Investment will focus on the development of infrastructure and other productive sectors in Asia, including energy and power, transportation and telecommunications, rural infrastructure and agricultural development, water supply and sanitation, environmental protection, urban development, and logistics. There are now 57 founding members of the bank, which, because of the great interest accruing to it, has also garnered support from many countries outside of Asia. While the biggest contributors are China, Russia, and India, Germany represents the biggest contributor among the non-Asian bank members.

The president of the bank will hold office for five years and may run for another term. The new president, Jin Liqun, has underlined that bank personnel will be chosen on the basis of merit, and the bank will be run in a strict manner aiming for profitable investment in infrastructure, which will also take full consideration of the economic effects of such investment. Lou Jiwei, China’s Finance Minister, was elected as chairman of the bank’s board of supervisors.

President Xi Jinping, who had initiated the project, gave the opening address at the launch of the bank.
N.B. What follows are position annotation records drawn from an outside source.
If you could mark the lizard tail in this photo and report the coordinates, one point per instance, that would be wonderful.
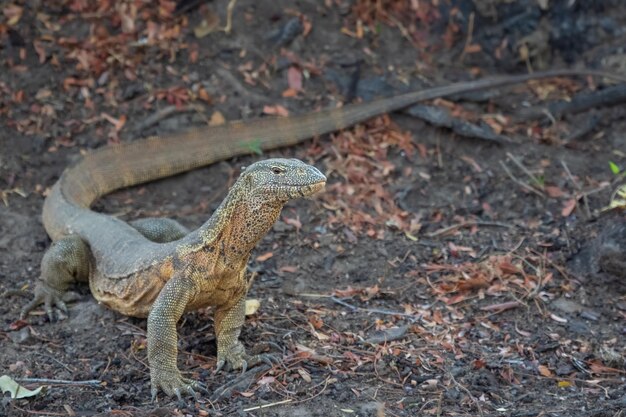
(113, 167)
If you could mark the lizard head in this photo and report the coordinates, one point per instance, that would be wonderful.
(282, 180)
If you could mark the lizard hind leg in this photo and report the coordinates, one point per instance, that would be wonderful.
(66, 262)
(160, 229)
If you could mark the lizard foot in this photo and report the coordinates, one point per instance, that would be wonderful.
(173, 383)
(47, 296)
(237, 358)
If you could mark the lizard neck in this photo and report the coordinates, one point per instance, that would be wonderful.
(239, 223)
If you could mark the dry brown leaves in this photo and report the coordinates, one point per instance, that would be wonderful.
(362, 200)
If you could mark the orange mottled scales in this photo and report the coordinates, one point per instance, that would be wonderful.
(156, 267)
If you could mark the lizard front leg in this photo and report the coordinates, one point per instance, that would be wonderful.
(162, 338)
(66, 261)
(228, 323)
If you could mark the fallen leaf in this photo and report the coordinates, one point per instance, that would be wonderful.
(293, 222)
(264, 257)
(252, 306)
(7, 384)
(294, 78)
(568, 207)
(217, 119)
(553, 191)
(543, 370)
(276, 110)
(304, 374)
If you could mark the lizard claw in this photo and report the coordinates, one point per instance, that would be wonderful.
(237, 358)
(47, 296)
(172, 383)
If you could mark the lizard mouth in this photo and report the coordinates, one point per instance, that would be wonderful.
(306, 190)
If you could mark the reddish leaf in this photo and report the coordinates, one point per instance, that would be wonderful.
(568, 207)
(294, 78)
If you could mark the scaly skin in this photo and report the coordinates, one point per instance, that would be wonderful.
(153, 268)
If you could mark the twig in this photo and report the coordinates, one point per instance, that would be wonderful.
(227, 76)
(95, 382)
(470, 35)
(373, 310)
(580, 102)
(229, 19)
(245, 378)
(579, 188)
(520, 182)
(258, 407)
(474, 400)
(166, 112)
(499, 308)
(523, 168)
(467, 224)
(38, 412)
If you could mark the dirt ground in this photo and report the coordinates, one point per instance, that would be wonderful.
(439, 274)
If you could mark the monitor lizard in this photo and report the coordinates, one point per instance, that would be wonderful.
(154, 268)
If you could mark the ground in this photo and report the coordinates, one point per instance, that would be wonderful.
(439, 274)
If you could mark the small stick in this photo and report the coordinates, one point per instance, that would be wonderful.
(60, 381)
(470, 35)
(467, 224)
(229, 18)
(578, 187)
(258, 407)
(520, 182)
(372, 310)
(523, 168)
(474, 400)
(166, 112)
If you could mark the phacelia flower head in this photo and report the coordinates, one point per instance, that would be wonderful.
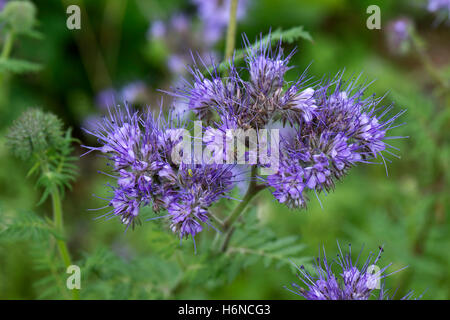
(332, 124)
(141, 149)
(345, 129)
(344, 279)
Speaking to the delegates, Xi underlined the overall significance of the founding of the bank as a new model of economic governance:

“The founding and opening of the AIIB also means a great deal to the reform of the global economic governance system. It is consistent with the evolving trend of the global economic landscape and will help make the global economic governance system more just, equitable and effective.”

The new bank, Xi continued,

“will serve to channel more resources, particularly private investment, into infrastructure projects to promote regional connectivity and economic integration. It will bring along a better investment environment and more job opportunities and trigger greater medium- to long-term development potential on the part of developing members in Asia. This, in turn, will give impetus to economic growth in Asia and the wider world.”
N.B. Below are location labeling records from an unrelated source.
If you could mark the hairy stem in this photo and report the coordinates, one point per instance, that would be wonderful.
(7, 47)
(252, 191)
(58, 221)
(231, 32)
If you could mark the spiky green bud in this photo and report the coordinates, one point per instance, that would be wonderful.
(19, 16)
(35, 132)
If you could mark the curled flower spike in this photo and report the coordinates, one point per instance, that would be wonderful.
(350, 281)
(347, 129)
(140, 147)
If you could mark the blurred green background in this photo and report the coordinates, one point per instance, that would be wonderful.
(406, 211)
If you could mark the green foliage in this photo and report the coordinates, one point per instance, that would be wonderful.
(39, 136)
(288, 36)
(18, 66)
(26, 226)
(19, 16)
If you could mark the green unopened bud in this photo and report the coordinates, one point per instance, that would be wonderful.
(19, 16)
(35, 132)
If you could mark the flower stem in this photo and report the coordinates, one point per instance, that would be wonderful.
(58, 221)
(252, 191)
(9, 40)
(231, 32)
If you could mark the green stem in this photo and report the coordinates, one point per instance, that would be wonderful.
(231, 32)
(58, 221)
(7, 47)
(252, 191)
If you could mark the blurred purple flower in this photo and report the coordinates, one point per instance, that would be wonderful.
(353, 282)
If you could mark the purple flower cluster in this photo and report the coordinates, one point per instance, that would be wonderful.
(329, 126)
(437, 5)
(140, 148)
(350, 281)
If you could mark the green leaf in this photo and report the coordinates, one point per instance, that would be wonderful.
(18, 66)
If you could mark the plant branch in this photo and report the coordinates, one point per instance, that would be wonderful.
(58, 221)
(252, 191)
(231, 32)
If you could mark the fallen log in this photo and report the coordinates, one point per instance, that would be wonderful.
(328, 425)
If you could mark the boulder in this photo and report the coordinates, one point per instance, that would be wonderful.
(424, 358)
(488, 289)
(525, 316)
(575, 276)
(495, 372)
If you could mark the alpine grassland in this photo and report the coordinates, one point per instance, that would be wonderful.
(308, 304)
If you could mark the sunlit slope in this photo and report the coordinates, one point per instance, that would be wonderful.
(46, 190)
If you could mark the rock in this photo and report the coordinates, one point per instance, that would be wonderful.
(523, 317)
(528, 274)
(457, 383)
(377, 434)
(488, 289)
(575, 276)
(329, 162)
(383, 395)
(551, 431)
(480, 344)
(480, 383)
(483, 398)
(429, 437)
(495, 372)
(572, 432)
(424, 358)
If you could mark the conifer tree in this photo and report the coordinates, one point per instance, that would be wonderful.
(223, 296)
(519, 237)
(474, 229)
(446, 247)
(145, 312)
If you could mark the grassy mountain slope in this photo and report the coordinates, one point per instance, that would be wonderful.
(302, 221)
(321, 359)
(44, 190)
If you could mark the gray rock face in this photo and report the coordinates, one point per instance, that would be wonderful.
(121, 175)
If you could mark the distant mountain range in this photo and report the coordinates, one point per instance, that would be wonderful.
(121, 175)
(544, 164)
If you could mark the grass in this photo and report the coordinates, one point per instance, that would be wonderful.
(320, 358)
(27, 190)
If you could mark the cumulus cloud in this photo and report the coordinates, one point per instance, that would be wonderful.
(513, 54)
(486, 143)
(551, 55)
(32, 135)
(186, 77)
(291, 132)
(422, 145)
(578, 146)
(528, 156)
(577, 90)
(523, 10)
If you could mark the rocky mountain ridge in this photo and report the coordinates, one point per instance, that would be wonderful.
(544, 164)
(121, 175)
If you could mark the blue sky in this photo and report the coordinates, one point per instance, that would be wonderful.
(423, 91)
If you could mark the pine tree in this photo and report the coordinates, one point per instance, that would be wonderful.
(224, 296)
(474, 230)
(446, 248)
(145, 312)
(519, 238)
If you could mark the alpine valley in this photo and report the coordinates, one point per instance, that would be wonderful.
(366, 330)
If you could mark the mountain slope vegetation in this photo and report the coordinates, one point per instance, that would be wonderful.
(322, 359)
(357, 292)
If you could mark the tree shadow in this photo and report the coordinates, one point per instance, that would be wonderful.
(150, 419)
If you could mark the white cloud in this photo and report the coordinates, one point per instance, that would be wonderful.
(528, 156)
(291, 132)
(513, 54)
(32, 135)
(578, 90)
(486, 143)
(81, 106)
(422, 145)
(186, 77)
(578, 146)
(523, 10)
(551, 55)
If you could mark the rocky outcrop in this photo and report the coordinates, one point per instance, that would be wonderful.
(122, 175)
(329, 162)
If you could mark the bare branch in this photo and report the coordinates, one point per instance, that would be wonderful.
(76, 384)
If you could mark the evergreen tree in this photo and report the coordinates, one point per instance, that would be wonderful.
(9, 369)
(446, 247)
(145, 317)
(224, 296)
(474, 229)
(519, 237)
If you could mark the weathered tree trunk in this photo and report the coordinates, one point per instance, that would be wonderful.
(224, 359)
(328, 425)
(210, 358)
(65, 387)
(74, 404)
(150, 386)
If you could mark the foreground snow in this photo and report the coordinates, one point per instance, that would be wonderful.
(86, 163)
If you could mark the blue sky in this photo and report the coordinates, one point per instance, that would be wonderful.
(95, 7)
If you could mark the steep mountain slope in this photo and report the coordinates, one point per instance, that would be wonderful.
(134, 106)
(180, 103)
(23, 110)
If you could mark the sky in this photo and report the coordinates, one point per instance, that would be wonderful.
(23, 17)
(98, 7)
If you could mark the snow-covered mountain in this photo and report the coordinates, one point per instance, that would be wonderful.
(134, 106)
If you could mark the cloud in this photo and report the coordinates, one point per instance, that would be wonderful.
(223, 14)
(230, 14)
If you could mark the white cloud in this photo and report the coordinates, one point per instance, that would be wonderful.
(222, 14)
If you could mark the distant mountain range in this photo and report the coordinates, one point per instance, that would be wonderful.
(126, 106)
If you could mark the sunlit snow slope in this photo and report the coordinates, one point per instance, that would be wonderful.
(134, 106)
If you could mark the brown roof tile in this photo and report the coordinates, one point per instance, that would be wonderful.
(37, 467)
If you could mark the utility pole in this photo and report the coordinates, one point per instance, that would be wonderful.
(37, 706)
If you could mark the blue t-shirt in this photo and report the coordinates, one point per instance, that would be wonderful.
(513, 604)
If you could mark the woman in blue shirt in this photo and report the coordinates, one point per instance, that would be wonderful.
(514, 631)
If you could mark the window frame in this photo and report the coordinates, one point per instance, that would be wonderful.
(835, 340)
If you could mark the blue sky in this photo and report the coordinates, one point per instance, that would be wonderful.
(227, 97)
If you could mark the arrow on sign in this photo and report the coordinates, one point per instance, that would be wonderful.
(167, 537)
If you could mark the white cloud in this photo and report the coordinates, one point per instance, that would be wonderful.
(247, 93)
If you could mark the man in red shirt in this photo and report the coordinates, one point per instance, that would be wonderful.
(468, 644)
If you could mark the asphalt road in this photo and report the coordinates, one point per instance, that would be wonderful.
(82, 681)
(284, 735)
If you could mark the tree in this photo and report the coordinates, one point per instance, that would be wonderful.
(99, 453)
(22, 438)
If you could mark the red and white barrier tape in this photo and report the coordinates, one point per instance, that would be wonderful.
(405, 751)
President Xi also announced in his speech that China would be contributing an additional $50 million to the capital of the bank for projects in less developed countries.

China’s Premier Li Keqiang also addressed the delegates to the conference:

“The aim of China initiating the AIIB is to widen financing channels, expand general needs and improve supply so as to bring along the common development in the region, and promote world economic recovery with its own achievements.”
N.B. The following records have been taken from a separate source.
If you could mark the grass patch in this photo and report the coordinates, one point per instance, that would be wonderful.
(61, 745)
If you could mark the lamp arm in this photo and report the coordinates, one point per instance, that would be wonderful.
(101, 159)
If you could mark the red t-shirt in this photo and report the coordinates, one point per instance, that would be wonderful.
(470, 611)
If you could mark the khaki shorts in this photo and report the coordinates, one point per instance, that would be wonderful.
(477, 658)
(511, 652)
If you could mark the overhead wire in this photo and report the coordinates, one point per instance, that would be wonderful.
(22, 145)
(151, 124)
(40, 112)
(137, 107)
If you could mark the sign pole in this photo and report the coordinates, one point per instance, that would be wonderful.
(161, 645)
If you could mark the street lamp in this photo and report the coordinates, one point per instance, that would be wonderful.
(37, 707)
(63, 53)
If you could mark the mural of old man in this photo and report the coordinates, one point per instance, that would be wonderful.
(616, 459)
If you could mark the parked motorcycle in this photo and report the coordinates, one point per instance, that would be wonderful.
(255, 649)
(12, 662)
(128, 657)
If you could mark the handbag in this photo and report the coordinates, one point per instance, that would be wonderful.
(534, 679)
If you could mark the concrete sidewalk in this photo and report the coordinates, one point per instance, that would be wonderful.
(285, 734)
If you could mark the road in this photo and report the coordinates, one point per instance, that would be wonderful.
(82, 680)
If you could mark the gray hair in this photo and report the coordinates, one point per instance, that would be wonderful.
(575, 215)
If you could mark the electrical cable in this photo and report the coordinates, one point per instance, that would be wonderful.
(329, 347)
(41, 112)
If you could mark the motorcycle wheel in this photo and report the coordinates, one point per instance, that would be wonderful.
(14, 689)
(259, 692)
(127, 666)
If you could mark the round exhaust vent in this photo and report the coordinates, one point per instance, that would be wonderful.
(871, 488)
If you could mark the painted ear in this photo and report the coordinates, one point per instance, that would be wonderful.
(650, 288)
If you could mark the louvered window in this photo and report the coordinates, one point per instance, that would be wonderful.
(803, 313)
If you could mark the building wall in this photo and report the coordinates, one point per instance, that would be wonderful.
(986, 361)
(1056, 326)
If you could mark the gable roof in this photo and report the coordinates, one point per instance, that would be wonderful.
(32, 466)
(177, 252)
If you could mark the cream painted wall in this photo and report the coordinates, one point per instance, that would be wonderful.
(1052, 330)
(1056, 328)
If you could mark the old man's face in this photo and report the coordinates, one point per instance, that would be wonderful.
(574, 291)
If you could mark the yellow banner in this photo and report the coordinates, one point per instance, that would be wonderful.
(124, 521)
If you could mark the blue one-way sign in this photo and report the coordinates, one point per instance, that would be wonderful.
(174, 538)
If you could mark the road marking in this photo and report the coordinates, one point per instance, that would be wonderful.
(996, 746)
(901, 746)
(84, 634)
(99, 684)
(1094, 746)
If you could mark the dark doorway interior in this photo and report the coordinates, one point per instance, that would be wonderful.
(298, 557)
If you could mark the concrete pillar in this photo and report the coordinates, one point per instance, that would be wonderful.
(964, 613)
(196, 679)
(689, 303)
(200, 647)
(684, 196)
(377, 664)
The Premier called on the AIIB to integrate the China-proposed Belt and Road initiative with each country’s development strategies, promote international cooperation on production capacity, and innovate more modes of realizing a diverse and inclusive cooperation.

The first projects of the AIIB will be announced before the end of the year, Jin Liqun told reporters. In addition, Mr. Jin said that the loans would be issued in dollars, although other currencies would be accepted for investment in the bank’s capital, giving the lie to the propaganda that AIIB was an attempt by China to “internationalize” its currency, the RMB.

Membership in the bank is still open to other countries that might wish to join, including the United States and Japan, which have declined to become members. Initial attempts by the Obama Administration to pressure countries not to join the AIIB proved totally fruitless. South Korea, with which the United States has, like Japan, a defense treaty, is the fifth largest stakeholder in the AIIB. And even the Philippines, which has folded completely before U.S. attempts to bring U.S. troops back to the country, also felt obliged not to miss the boat and recently applied for membership in the bank.